This issue highlights the top ML Papers of the Week (Feb 27 - Mar 5).
1). Language Is Not All You Need - introduces a multimodal large language model called Kosmos-1; achieves great performance on language understanding, OCR-free NLP, perception-language tasks, visual QA, and more. (paper)
2). Comparing Brain Activations and Language Models - finds that human brain activity is best explained by the activations of modern language models enhanced with long-range and hierarchical predictions. (paper)
3). EvoPrompting - combines evolutionary prompt engineering with soft prompt-tuning to find high-performing models; it leverages few-shot prompting which is further improved by using an evolutionary search approach to improve the in-context examples. (paper)

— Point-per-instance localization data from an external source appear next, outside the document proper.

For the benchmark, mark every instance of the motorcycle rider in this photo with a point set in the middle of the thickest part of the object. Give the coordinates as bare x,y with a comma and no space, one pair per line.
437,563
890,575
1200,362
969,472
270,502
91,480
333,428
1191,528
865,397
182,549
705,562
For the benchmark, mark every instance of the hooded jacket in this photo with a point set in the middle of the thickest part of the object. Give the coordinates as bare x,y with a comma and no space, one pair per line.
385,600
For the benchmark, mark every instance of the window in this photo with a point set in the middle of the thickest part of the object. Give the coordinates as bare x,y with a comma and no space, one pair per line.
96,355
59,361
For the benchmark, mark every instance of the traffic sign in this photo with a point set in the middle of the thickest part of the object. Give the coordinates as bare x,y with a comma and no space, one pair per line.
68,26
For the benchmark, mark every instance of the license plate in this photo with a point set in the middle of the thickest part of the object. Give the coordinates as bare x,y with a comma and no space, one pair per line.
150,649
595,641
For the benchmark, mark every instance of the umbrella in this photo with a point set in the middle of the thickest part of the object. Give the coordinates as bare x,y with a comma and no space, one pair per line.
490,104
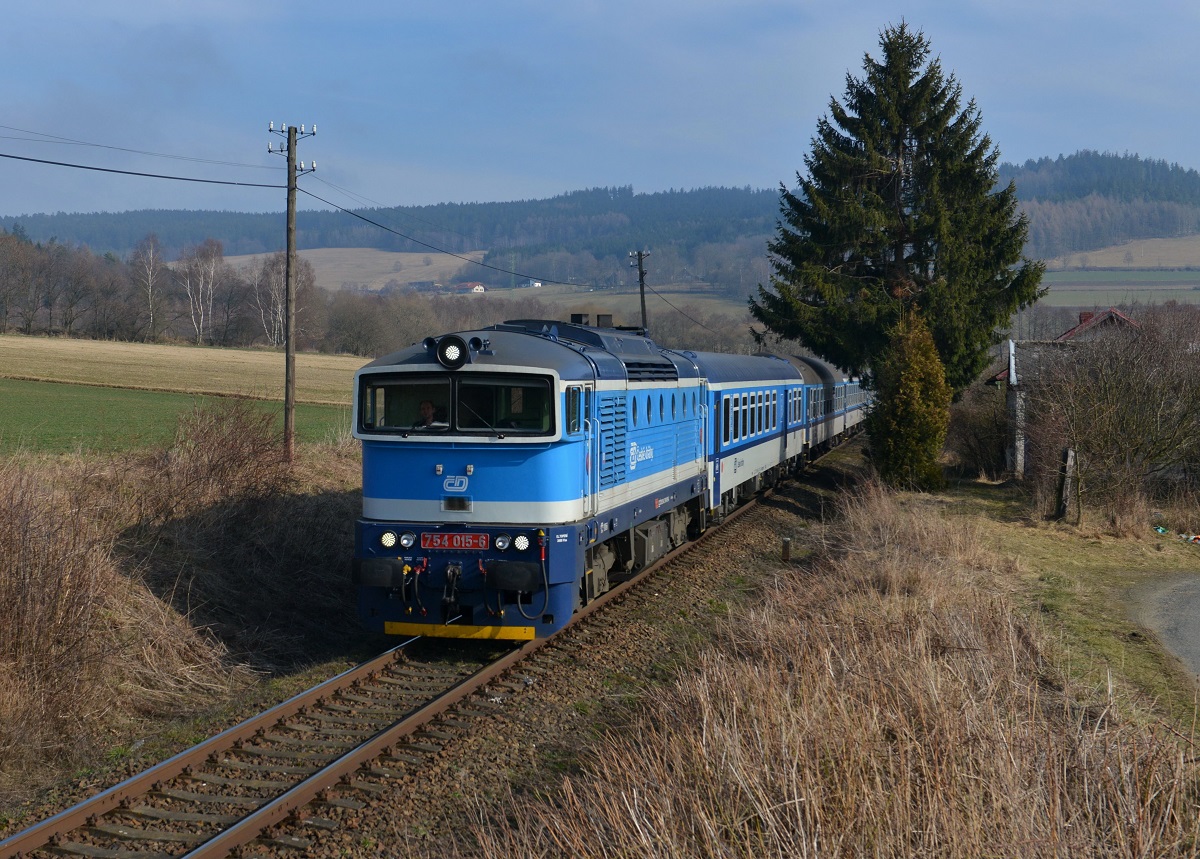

4). Consistency Models - a new family of generative models that achieve high sample quality without adversarial training. (paper)
5). D5 - a new task that automatically discovers corpus-level differences via language description in a goal-driven way; applications include discovering insights from commercial reviews and error patterns in NLP systems. (paper)
6). Reconstructing Images from Human Brain Activity with Diffusion Models - proposes an approach for high-resolution image reconstruction with latent diffusion models from human brain activity. (paper)
7). Grounded Decoding - a scalable approach to planning with LLMs in embodied settings through grounding functions; GD is found to be a general, flexible, and expressive approach to embodied tasks. (paper)
8). Voltron - a framework for language-driven representation learning from human videos and captions for robotics. (paper)
9). Dropout Reduces Underfitting - demonstrates that dropout can mitigate underfitting when used at the start of training; it counteracts SGD stochasticity and limits the influence of individual batches when training models. (paper)
10). LLM for Conversational Interactions with Mobile UIs - an approach that enables versatile conversational interactions with mobile UIs using a single LLM. (paper)
See you next week for another round of awesome ML papers!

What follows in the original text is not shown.